Obamacare supporters are running scared. With SCOTUS hearings in King v Burwell just a week away, every argument in support of Obamacare and in opposition to the King position is coming out in the press again, regardless of how the issue had been resolved already in the lower courts.
In the past few weeks, we’ve heard about the standing of the plaintiffs in the case. The Wall Street Journal first raised the question of standing with their article: Health-Law Challenger’s Standing in Supreme Court Case Is Questioned. I love the title of the article. It makes it look like we’re going to learn about who it is that is questioning the plaintiff’s standing, but after a careful reading, it is apparent the people questioning the plaintiff’s standing are the authors (and therefore their editor and publisher). What is passed off as a news story is really an unofficial Amicus Brief. The pro-Obamacare press then came out in force revealing itself for all to see.
Kaiser Health News posted its introduction to the WSJ article: More Questions Emerge Regarding Standing Of King V. Burwell Plaintiffs.
CNBC piled on with Shaky standing for big Obamacare court case plaintiffs?
Talking Points Memo wondered allowed if the standing issue was A New Surprise Twist In The Big Anti- Obamacare Lawsuit Before SCOTUS?
California Healthline upped the ante declaring, New Questions Raised Over King v. Burwell Plaintiffs’ Standing.
And finally, a breathless New Republic suggested The Supreme Court Could Dismiss the Obamacare Lawsuit Over This One Legal Quirk.
First of all, the questions are not new, nor are they a surprise. Every court that has considered this case has considered the standing of the plaintiffs. And SCOTUS will consider standing, too.
There have been Op-Ed pieces, too many to count, vouching for the intent of Congress to make premium assistance tax credits available to people in all 50 states, and there have been the those on the other side.
Former staffers have written about how it was never their intent to limit access to the premium tax credits. Press covering Congress have shown the voting record of Congressional Committees voting for language that clearly indicated otherwise.
The truth of the matter is that the architects of this particular part of the law thought that they would be dealing with a few thousand people who did not receive subsidies in places like North Dakota and Wyoming and New Hampshire. They did not foresee the rebellion in the fly-over states and the millions that would be without premium assistance when those states refused to play along.
And to add insult to this potentially grievous injury, the American people are discovering what happens when we let the government run such a large and complex program.
Forbes tells us Obamacare’s Costs Are Climbing, Not Receding.
Kaiser Health News tells us that Even Insured Consumers Get Hit With Unexpectedly Large Medical Bills.
Even the Congressional Budget Office gave up on scoring Obamacare last summer.

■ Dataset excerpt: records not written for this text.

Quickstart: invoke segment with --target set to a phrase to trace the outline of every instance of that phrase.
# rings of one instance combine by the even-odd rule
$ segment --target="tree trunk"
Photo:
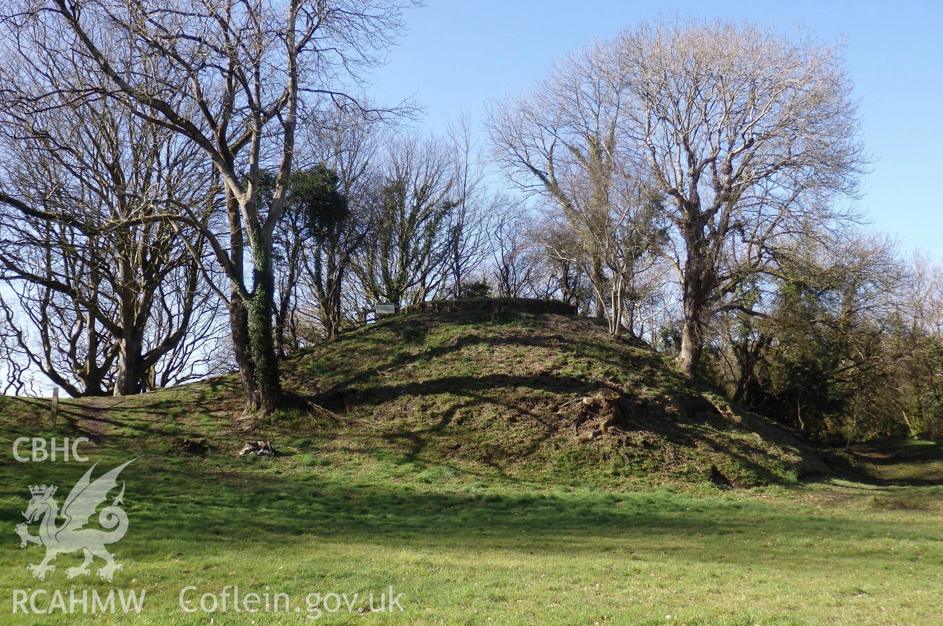
[[[124,327],[118,351],[118,373],[115,377],[115,396],[132,396],[141,393],[141,379],[144,376],[141,368],[141,351],[143,341],[142,329]]]
[[[233,354],[236,357],[236,365],[239,367],[240,379],[242,382],[242,392],[245,395],[245,412],[254,413],[260,408],[261,401],[256,391],[256,374],[252,367],[248,311],[245,304],[237,293],[233,294],[228,308]]]
[[[274,314],[274,276],[272,269],[271,240],[256,234],[253,246],[253,288],[249,300],[249,344],[259,409],[271,413],[281,401],[278,354],[273,329]]]
[[[681,352],[678,354],[678,364],[688,378],[694,378],[703,350],[703,309],[705,294],[708,291],[704,289],[704,276],[700,259],[692,257],[690,252],[686,263],[684,282],[682,286],[684,321],[681,325]]]

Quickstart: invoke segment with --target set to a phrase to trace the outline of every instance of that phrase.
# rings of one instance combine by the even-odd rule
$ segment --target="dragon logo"
[[[118,486],[118,474],[121,473],[121,470],[135,460],[137,459],[133,458],[127,463],[118,466],[92,482],[91,480],[91,471],[98,465],[96,462],[69,492],[69,496],[62,505],[61,513],[58,509],[58,502],[53,499],[57,488],[55,485],[30,486],[29,492],[32,494],[32,498],[25,513],[23,514],[26,521],[17,524],[16,534],[20,535],[21,548],[25,548],[27,543],[46,547],[46,557],[42,559],[41,563],[31,563],[26,566],[26,569],[33,572],[34,578],[44,581],[47,571],[56,571],[56,566],[50,565],[53,559],[59,554],[78,550],[85,553],[85,562],[77,568],[69,568],[66,570],[66,578],[91,573],[89,566],[91,565],[96,556],[105,561],[105,565],[98,570],[98,575],[103,581],[110,583],[114,573],[124,568],[124,566],[115,562],[114,555],[105,549],[105,546],[121,540],[124,536],[124,533],[127,532],[127,514],[119,506],[124,497],[124,481],[122,481],[121,493],[111,502],[111,505],[106,506],[98,512],[98,523],[103,528],[114,530],[106,532],[97,528],[84,528],[84,526],[95,514],[95,509],[108,500],[108,491]],[[61,516],[65,521],[57,526],[56,519],[58,516]],[[39,535],[30,535],[26,524],[37,520],[41,520],[40,534]]]

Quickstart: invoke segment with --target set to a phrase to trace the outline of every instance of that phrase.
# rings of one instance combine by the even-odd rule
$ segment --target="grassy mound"
[[[154,453],[206,439],[198,450],[231,455],[264,438],[310,464],[389,464],[430,482],[465,472],[712,488],[828,472],[787,431],[692,387],[644,344],[592,320],[500,304],[406,313],[295,354],[283,386],[298,408],[263,422],[242,418],[234,376],[67,401],[59,420],[92,441],[133,437]],[[25,419],[46,401],[4,402]]]
[[[313,428],[294,418],[327,453],[596,486],[748,486],[826,472],[785,430],[583,318],[410,313],[297,354],[285,371],[286,388],[334,414]]]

My sources tell me there is a real shot that SCOTUS will find for the plaintiffs, essentially killing Obamacare. Republicans in Congress are desperately preparing legislation in the event SCOTUS rules against the government. They know what is coming. They also know how dangerous the SCOTUS ruling could be.
State legislatures continue to apply pressure on the feds as state after fly-over state continues to kill Medicaid expansion despite the wishes of their Republican governors. Already this year attempts to expand Medicaid in Virginia, Tennesee, Wyoming and South Dakota have failed. In Texas, and across the South, it is a non-starter and Alaska’s legislature is expressing doubts.
Independence Day in 2015 may have a unique meaning in American history. The beginning of the Big Government retreat from our lives.